Selon les autorités en charge du secteur, le Cameroun devrait être définitivement à l’abri des délestages causés par le déficit d’offre en énergie électrique en 2016. L’offre en énergie électrique sera d’au moins 200 MW de plus supérieure à la demande. Selon un document présenté par la compagnie de fourniture de l’énergie électrique au Cameroun, AES-SONEL, la demande en énergie électrique se situe en ce moment autour de 1000 MW et l’offre, autour de 1100 MW grâce notamment au programme d’urgence hydraulique de 100 MW qui a été réalisé en 2012 et la centrale de Kribi de 216 MW qui a été réalisé en 2013. La compagnie AES-SONEL projette l’évolution de la demande au-cours des trois prochaines années à environ 1200 MW en 2016. La bonne nouvelle, c’est qu’à cette période, L’AES-SONEL avise que l’offre dépassera les 1400 MW et sera donc largement supérieure à la demande. Ce qui signifie que si délestage il y a, ce sera surtout le fait de pannes techniques. En effet, pour parvenir à la fourniture de 1400 MW d’énergie électrique, les autorités comptent sur la réalisation de plusieurs projets : le barrage de Lom Pangar de 73,6 MW en 2014, celui de Mekin en 2015 avec un potentiel de 45 MW et celui de Mem’vele de 200 MW en 2016. Il ne reste à espérer que la réalisation des divers projets va renverser la tendance.

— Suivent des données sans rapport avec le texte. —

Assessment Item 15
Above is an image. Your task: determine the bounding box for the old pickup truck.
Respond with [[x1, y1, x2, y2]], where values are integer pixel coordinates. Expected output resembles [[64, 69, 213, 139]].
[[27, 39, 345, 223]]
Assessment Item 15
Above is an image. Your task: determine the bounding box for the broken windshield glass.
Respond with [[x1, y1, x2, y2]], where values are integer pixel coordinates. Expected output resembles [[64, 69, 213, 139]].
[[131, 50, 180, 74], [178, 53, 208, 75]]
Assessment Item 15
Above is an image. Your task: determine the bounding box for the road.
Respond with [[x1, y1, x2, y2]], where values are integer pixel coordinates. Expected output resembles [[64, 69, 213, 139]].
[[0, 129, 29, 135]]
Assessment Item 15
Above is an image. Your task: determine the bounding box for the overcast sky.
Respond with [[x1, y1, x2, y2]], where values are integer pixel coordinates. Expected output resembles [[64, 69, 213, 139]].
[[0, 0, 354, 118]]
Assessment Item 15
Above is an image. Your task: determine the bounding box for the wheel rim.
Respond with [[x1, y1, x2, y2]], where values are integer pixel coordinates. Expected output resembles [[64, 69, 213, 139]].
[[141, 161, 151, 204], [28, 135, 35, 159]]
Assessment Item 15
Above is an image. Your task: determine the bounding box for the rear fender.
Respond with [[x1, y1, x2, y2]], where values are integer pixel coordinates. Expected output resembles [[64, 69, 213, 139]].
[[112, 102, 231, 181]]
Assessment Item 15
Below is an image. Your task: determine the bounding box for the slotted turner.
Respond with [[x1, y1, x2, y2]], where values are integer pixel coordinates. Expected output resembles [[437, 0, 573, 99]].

Pour ce qui est de la CAMRAIL, il y a eu une amélioration de l’indice de productivité depuis la privatisation, si l’on se base sur le coefficient de TP qui est positif et significatif à 5%. Toutefois, il faudrait tenir compte du fait que ce résultat a été fortement influencé par des facteurs tels que la coïncidence entre la privatisation et le début des travaux de construction du pipeline TCHAD – CAMEROUN dont le transport des matériaux a en majeure partie été assuré par la CAMRAIL. La privatisation des chemins de fer du Cameroun a occasionné des suppressions d’emplois surtout commencés durant la gestion publique. En effet, l’effectif salarié passe de 6754 au cours de l’exercice 1984/85 à 3400 en 1997/98 et enfin à 2620 au cours de l’exercice 2002/03 soit 4 fois plus de pertes d’emplois avant la privatisation et 780 après. Il y’a donc eu une perte de 3354 emplois avant la privatisation L’investissement ne suit pas ces bons résultats dans le domaine de la productivité, comme en témoigne la formation d’une commission parlementaire en 2003 pour étudier avec la société les modalités d’une aide de l’Etat pour l’investissement.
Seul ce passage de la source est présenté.